Comment #15: One pair of machines was on cablemodem, the other on DSL PPPoE, both see the usual noise and both have strict iptables blocking it all. The servers do expose smtp + http to the world. What if the ip_dst_cache is a red herring in the sense that it's the only thing that's complaining but has not much to do with the root cause? As you said, if it was a big deal, everyone's system would be flaking after a month or two.
Since patching, we have not had a single case of the network failing on the router. I would have to say that the patch did succeed in doing what it needed to do. At least for us. Keep in mind though, this is an internal router with nothing fancy going on. The only non-out-of-the-box thing we are doing is that we are using Quagga/OSPF to keep our routing tables updated with our various gateway servers (we have a large number of tunnels between us and our customers and use OSPF to keep track of all the routes).
An update has been released for Fedora Core 3 (kernel-2.6.12-1.1372_FC3) which may contain a fix for your problem. Please update to this new kernel, and report whether or not it fixes your problem. If you have updated to Fedora Core 4 since this bug was opened, and the problem still occurs with the latest updates for that release, please change the version field of this bug to 'fc4'. Thank you.
I've now been running 3 production pairs of systems for 1.5, 1 and .5 months using 2.6.12-1.1376_FC3 with ipsec/nat patches, but otherwise a straight up FC3 kernel. I have had zero issues or crashes with regards to this bug. I think this bug is fixed, though I would probably give it another 2-3 months before declaring absolute victory considering that previously it took many months for the bug to show. Interestingly, the slabinfo/ip_dst_cache data I'm tracking/graphing with cricket show a completely different pattern compared to the 2.6.10 kernel I was using before. If the bug was due to ip_dst_cache then this could be significant.
Created attachment 118959 [details] cricket graph of ip_dst_cache using 1376 kernel Here's the new graph with the new kernel. This is from the same host as and makes a good comparison with attachment #115824 [details]. The main difference that I think is important is the fact that after the peak, the troughs in the new kernel all return to a low value. In 2.6.10 the troughs would slowly creep up higher and higher (and so would the peaks).

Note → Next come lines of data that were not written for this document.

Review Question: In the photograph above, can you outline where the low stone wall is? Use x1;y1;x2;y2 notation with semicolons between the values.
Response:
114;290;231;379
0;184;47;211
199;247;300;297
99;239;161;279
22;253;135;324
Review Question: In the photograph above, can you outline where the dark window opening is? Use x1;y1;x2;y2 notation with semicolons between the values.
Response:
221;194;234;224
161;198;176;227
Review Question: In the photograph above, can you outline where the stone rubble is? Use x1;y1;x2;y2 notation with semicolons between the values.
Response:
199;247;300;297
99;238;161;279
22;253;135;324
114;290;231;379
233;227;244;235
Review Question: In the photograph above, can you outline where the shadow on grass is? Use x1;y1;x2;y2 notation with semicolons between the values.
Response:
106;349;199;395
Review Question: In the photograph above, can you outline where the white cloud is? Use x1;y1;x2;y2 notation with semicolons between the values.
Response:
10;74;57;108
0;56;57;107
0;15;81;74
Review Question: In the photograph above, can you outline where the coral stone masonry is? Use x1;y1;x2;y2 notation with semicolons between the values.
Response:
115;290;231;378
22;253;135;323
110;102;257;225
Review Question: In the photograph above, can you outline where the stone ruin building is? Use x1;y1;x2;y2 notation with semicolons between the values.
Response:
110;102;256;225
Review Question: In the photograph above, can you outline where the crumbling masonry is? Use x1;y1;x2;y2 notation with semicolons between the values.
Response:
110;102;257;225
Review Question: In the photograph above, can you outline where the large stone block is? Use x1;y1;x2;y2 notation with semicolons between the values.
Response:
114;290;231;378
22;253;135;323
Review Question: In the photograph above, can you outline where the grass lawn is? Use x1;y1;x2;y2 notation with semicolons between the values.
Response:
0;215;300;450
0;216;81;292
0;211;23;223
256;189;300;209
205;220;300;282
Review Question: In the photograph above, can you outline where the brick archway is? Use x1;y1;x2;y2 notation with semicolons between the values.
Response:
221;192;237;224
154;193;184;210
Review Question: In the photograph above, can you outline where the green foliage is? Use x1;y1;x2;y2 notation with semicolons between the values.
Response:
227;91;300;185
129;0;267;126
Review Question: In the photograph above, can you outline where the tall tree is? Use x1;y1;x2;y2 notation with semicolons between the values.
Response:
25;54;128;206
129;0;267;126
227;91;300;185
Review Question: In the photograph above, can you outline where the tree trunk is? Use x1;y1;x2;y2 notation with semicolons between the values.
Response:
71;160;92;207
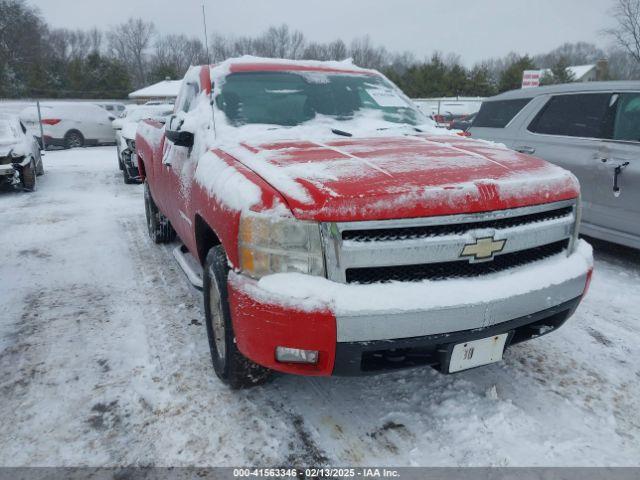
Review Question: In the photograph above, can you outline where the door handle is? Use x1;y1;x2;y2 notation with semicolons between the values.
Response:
613;162;629;197
515;145;536;155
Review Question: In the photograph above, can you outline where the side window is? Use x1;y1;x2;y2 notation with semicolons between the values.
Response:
529;93;611;138
473;98;531;128
613;93;640;142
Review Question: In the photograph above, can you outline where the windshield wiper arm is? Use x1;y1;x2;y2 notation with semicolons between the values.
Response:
331;128;353;137
378;123;424;133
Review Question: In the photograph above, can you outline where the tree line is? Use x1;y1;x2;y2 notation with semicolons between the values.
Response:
0;0;640;98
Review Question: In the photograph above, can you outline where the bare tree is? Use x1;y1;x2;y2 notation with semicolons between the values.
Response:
349;35;389;69
151;35;207;77
606;0;640;63
107;18;155;87
329;39;349;60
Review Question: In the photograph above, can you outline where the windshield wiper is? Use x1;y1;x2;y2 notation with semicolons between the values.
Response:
378;123;424;133
331;128;353;137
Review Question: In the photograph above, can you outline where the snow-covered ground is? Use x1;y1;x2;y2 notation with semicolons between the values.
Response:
0;148;640;466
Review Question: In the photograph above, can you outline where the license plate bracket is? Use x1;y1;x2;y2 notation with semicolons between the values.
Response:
442;332;513;373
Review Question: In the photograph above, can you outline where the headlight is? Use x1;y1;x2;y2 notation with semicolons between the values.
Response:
238;212;324;278
569;195;582;255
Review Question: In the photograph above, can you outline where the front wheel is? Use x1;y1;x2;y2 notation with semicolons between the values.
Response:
64;130;84;148
20;160;37;192
203;246;270;389
144;181;176;243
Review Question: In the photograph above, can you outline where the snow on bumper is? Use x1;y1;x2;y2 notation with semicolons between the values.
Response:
229;241;593;374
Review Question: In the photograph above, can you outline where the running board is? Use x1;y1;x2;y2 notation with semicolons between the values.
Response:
173;245;202;290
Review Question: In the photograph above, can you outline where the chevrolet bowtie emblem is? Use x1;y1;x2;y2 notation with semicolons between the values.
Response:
460;237;507;262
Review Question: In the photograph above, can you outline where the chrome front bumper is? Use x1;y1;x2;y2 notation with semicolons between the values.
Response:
336;269;589;342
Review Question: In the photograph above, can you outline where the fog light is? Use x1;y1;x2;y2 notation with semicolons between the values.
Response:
276;347;318;363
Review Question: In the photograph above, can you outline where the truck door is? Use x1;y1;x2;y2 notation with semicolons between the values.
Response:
161;80;200;248
593;92;640;248
513;92;612;232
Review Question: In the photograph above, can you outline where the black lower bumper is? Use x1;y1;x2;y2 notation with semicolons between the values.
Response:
333;297;582;376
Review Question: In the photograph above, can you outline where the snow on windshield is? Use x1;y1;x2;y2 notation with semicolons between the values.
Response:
0;120;19;142
126;105;173;122
216;71;426;128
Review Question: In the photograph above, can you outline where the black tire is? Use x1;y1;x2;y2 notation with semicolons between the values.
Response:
144;182;176;243
20;159;37;192
36;158;44;176
122;165;138;185
116;148;124;170
203;246;271;390
64;130;84;148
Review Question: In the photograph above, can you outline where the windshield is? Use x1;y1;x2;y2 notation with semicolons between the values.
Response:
216;72;427;126
0;120;18;140
127;106;173;122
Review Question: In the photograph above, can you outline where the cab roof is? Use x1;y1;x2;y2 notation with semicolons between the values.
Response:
487;81;640;102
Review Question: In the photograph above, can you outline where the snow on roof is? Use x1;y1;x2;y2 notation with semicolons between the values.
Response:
568;65;596;79
540;64;597;81
129;80;182;98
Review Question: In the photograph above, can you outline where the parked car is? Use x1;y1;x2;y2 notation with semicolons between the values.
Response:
0;114;44;191
136;58;593;388
431;112;466;128
112;104;173;184
20;102;116;148
449;112;478;132
96;102;127;118
469;82;640;248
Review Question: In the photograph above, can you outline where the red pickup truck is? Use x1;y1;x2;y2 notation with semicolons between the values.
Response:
136;57;593;388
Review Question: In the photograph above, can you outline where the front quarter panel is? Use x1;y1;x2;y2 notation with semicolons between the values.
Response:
187;149;290;268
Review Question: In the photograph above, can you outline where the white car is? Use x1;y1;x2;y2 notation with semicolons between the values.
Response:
96;102;127;117
20;102;116;148
0;115;44;191
112;103;173;184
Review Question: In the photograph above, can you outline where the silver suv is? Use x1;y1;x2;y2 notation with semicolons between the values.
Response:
469;82;640;248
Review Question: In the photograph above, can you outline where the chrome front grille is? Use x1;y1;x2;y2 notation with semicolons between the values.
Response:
321;201;577;283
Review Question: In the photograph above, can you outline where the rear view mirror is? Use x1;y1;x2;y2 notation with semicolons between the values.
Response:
165;130;193;148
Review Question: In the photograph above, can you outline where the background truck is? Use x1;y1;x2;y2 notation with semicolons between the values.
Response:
136;57;592;387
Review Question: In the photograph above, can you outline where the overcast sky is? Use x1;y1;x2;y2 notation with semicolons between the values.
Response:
29;0;613;65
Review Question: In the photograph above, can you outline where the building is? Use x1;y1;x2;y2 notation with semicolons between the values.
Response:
129;79;182;103
522;59;609;88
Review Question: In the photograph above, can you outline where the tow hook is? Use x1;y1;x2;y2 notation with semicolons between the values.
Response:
602;158;629;197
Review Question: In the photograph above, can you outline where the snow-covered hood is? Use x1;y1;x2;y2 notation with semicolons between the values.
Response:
0;138;28;157
220;135;579;221
120;122;138;140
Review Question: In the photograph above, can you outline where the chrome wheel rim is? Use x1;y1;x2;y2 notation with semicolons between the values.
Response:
69;133;82;148
209;271;227;359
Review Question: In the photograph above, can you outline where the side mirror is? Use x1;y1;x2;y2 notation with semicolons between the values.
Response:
167;115;184;131
165;130;193;148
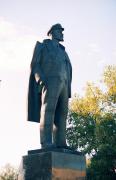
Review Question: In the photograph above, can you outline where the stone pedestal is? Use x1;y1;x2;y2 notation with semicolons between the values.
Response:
18;149;86;180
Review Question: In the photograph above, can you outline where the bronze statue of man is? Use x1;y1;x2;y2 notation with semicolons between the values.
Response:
28;24;72;148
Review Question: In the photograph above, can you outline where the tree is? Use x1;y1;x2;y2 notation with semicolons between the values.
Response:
0;164;18;180
67;66;116;180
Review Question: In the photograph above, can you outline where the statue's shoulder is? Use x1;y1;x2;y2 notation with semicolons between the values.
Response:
35;41;44;50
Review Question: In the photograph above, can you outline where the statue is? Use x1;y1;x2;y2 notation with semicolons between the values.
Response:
28;24;72;148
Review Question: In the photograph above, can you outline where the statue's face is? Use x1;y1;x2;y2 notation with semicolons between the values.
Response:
52;29;64;41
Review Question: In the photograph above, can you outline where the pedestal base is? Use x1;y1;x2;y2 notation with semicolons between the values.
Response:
18;149;86;180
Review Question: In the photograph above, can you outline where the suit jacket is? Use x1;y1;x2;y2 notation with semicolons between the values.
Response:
28;39;72;122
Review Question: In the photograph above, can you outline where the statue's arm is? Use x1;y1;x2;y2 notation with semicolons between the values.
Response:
31;42;44;82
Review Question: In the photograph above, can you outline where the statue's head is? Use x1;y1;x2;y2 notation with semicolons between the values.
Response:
47;24;64;41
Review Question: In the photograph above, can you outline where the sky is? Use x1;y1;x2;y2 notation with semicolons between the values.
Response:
0;0;116;167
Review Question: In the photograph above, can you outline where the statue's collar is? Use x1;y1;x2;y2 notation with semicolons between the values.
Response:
43;39;65;50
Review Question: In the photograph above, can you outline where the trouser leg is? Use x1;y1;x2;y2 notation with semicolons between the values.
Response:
40;81;59;147
54;81;68;147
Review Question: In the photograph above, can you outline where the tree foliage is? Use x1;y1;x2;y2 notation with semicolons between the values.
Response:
0;164;18;180
67;66;116;180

This is a mass-update to all currently open Fedora Core 3 kernel bugs. Fedora Core 3 support has transitioned to the Fedora Legacy project. Due to the limited resources of this project, typically only updates for new security issues are released. As this bug isn't security related, it has been migrated to a Fedora Core 4 bug. Please upgrade to this newer release, and test if this bug is still present there. This bug has been placed in NEEDINFO_REPORTER state. Due to the large volume of inactive bugs in bugzilla, if this bug is still in this state in two weeks time, it will be closed. Should this bug still be relevant after this period, the reporter can reopen the bug at any time. Any other users on the Cc: list of this bug can request that the bug be reopened by adding a comment to the bug. Thank you.
I have not seen this bug for many months now (I think... but we have some new bugs now). If Jim agrees then I think this should be marked as closed and fixed.
I haven't seen this bug in quite awhile either. I think it's probably safe to call it fixed.